Interspeech--the world’s largest and most comprehensive conference on the science and technology of spoken language processing -- is coming to India for the first time ever. This year will witness the 19th edition of Interspeech, which will be held during September 2-6, 2018 at the Hyderabad International Convention Centre (HICC), Hyderabad, India, with an expected international participation of over 1500 delegates.
The conference, being organised by the International Speech Communication Association (ISCA), will bring together researchers from across the globe to discuss and showcase the state-of-the-art technologies in speech recognition and related areas. “It is a conference about speech, acoustics, audio, language, machine learning, and artificial intelligence. It goes into multiple domains including technology, science and applications of these areas, especially in the context of mobile communication,” says Dr. Prasanta Kumar Ghosh from the Indian Institute of Science (IISc), who is also a Technical Program Chair of the conference.
Interspeech 2018 will feature plenary talks by internationally renowned experts, tutorials, show & tell sessions and exhibits. The general theme for this edition of the conference is ‘Speech Research for Emerging Markets in Multilingual Societies.’ “Starting from the basic understanding of speech, like how humans speak and the anatomy involved, the conference delves into the engineering aspects (speech processing and recognition), language aspects (translation software), and health aspects (speech disorders), among many others,” says Dr. Ghosh.
You might have heard people shout "Hey Alexa", "Okay Google", and "Hey Siri" into their 'smart' devices and trying to get these virtual assistants to do something. Amazon’s Alexa, Google's Assistant and Apple's Siri are voice-based virtual assistants that can respond to your voice commands. They can make calls, send text messages, provide updates on the weather, fix appointments and much more! But how do they do that? It is through speech recognition and understanding software that recognises a set of preset ‘commands.’
A common challenge in developing such speech recognition software is understanding the different accents people use. In a multilingual country like India, the vast diversity of languages presents a bigger challenge. The conference tries to address this and also showcases the latest advances in spoken language and communication research.

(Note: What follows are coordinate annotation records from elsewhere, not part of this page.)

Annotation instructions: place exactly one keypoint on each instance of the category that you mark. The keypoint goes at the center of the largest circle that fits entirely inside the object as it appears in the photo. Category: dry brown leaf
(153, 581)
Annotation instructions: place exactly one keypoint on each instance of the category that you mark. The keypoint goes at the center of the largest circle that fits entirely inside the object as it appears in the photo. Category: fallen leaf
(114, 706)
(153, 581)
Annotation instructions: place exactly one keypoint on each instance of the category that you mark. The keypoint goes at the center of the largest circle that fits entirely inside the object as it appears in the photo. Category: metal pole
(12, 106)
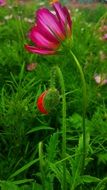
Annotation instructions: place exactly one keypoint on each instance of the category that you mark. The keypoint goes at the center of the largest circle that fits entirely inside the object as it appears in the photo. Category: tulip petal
(63, 16)
(60, 13)
(45, 17)
(39, 51)
(40, 40)
(67, 16)
(47, 33)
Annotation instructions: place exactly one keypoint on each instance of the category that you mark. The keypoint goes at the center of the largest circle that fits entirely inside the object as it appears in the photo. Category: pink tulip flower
(104, 37)
(50, 30)
(2, 3)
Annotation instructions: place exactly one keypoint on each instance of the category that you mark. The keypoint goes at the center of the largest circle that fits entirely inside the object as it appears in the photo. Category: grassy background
(22, 127)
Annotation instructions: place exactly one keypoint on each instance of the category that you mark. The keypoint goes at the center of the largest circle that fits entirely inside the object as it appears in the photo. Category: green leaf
(89, 179)
(52, 147)
(25, 167)
(7, 185)
(39, 128)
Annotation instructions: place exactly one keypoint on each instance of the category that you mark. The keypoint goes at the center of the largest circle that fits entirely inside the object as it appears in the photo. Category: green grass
(25, 162)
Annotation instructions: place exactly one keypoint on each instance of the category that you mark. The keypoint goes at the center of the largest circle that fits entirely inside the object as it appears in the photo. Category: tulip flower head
(104, 37)
(50, 30)
(2, 3)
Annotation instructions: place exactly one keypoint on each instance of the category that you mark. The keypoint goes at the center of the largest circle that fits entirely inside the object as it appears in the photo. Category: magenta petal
(67, 16)
(45, 17)
(40, 40)
(39, 51)
(60, 13)
(47, 33)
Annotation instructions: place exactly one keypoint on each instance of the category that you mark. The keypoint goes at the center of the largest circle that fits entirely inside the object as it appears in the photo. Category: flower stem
(84, 107)
(101, 183)
(42, 165)
(61, 81)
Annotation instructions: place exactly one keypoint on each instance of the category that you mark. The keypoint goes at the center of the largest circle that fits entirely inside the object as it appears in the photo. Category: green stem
(61, 80)
(42, 165)
(101, 183)
(84, 107)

“The theme for this year's conference has been chosen keeping the Indian context in mind. In the past, there has been little participation from Indian students and industry. But since it will be happening in Hyderabad this year, which is easily accessible, we are expecting a larger participation from across the country,” remarks Prof. Chandra Sekhar Seelamantula, an Associate Professor at IISc, who is also the Chair of the Publicity Committee of the conference.
The conference is supported by the International Speech Communication Association and is organized by “The Who’s Who of Speech Research in India” from IISc, IIT Madras, IIT Bombay, IIT Guwahati, IIT Hyderabad, IIT Kharagpur, IIT Mandi, IIT Kanpur, IIIT Hyderabad, IIIT Bangalore, NITs, AIISH Mysore, as well as from top corporate companies such as Microsoft, Amazon, Samsung, IBM Research, LinkedIn, and leading institutes from across the world, working cohesively under the leadership of Prof. B. Yegnanarayana, the father figure of speech research in India.
The conference participants include students, academicians, and industry representatives. The Amazon Alexa group is a founding member and sponsor of the event. Other sponsors and supporters include Uniphore, Microsoft, Baidu, Samsung, Tencent, Qualcomm, Google, Nvidia, GoVivace, University of Washington, Vignan University, BVRIT and the Indian Institute of Science. Many Government and R&D organizations as well as industries in India are expected to play a major role in terms of sponsorship and participation in this conference. There are many opportunities for startups as well as established industries and educational institutions to showcase their activities through exhibition stalls.
Since this is the first time Interspeech is coming to India, the expectations are high. “The speech processing industry was predominantly in Europe and US. In early 2000, the conference was held in China, after which China has produced many research papers in this area. We hope a similar story will unfold in India as well,” says Dr. Sriram Ganapathy from IISc, who is on the Sponsorship Committee of the conference.